Investigate why hierarchy preservation correlations might be low. Analyzes ground truth distances, evaluation configuration, and provides recommendations.

uv run naics-embedder tools investigate

Options: - --distance-matrix PATH - Path to ground truth distance matrix (default: data/naics_distance_matrix.parquet) - --config PATH - Path to config file (default: conf/config.yaml)


Training Commands

train

Train the contrastive encoder with the Structure-Aware Dynamic Curriculum (SADC).
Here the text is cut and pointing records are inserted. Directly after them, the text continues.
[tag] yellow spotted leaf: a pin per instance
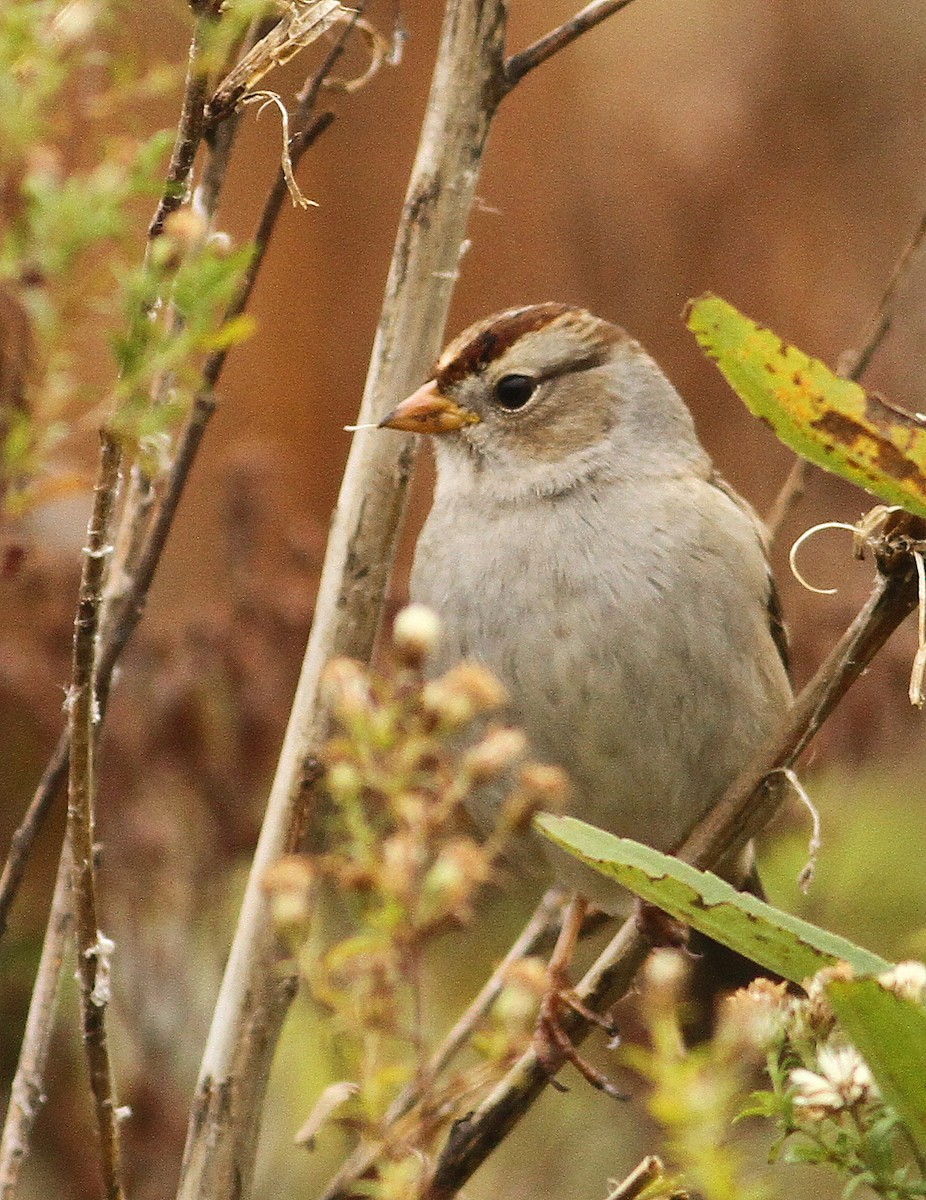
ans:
(827, 419)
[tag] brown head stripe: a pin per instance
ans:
(486, 341)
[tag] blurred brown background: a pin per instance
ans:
(768, 150)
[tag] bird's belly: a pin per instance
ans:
(615, 675)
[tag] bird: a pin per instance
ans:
(583, 547)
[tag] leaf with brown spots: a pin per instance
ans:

The scheduler drives phase transitions automatically—no curriculum files or chain configs are needed.

uv run naics-embedder train --config conf/config.yaml

Options: - --config PATH - Path to base config YAML file (default: conf/config.yaml) - --ckpt-path PATH - Path to checkpoint file to resume from, or "last" to auto-detect the latest checkpoint in the experiment directory - --skip-validation - Skip pre-flight validation of data files and caches - OVERRIDES... - Config overrides (e.g., training.learning_rate=1e-4 data.batch_size=64)

Examples:

# Standard run with SADC
uv run naics-embedder train

# Resume from last checkpoint in the experiment
uv run naics-embedder train --ckpt-path last

# Apply overrides for learning rate and epochs
uv run naics-embedder train --config conf/config.yaml \
  training.learning_rate=1e-4 training.trainer.max_epochs=20

train-seq

Deprecated sequential training workflow retained for legacy stage-chain jobs. Use SADC via train for new runs; train-seq now requires --legacy to acknowledge deprecation.

uv run naics-embedder train-seq --legacy --num-stages 3

Options: - --num-stages, -n INT - Number of sequential stages to run (default: 3) - --config PATH - Path to base config YAML file (default: conf/config.yaml) - --resume - Resume from last checkpoint if available - --legacy - Required to continue using the deprecated workflow - OVERRIDES... - Config overrides applied to every stage

Examples:

# Reproduce a historical 3-stage run
uv run naics-embedder train-seq --legacy --num-stages 3

Common Workflows

Complete Data Pipeline

# Generate all required data files
uv run naics-embedder data all

Standard Training

# Train with the dynamic SADC scheduler
uv run naics-embedder train

Dynamic SADC Training

# Legacy sequential flow (deprecated)
uv run naics-embedder train-seq --legacy --num-stages 3

View Configuration

# Display current configuration
uv run naics-embedder tools config

Analyze Training Metrics

# Visualize training metrics
uv run naics-embedder tools visualize --stage 02_text

# Investigate hierarchy preservation issues
uv run naics-embedder tools investigate

Getting Help

For help on any command, use the --help flag:

uv run naics-embedder --help
uv run naics-embedder data --help
uv run naics-embedder tools --help
uv run naics-embedder train --help

Configuration Files

The CLI reads a single configuration in conf/config.yaml:

  • Base Config: Paths, model hyperparameters, and trainer settings
  • Curriculum: curriculum.* fields configure SADC phase boundaries and false-negative elimination cadence

See the Configuration Documentation for details on configuration structure.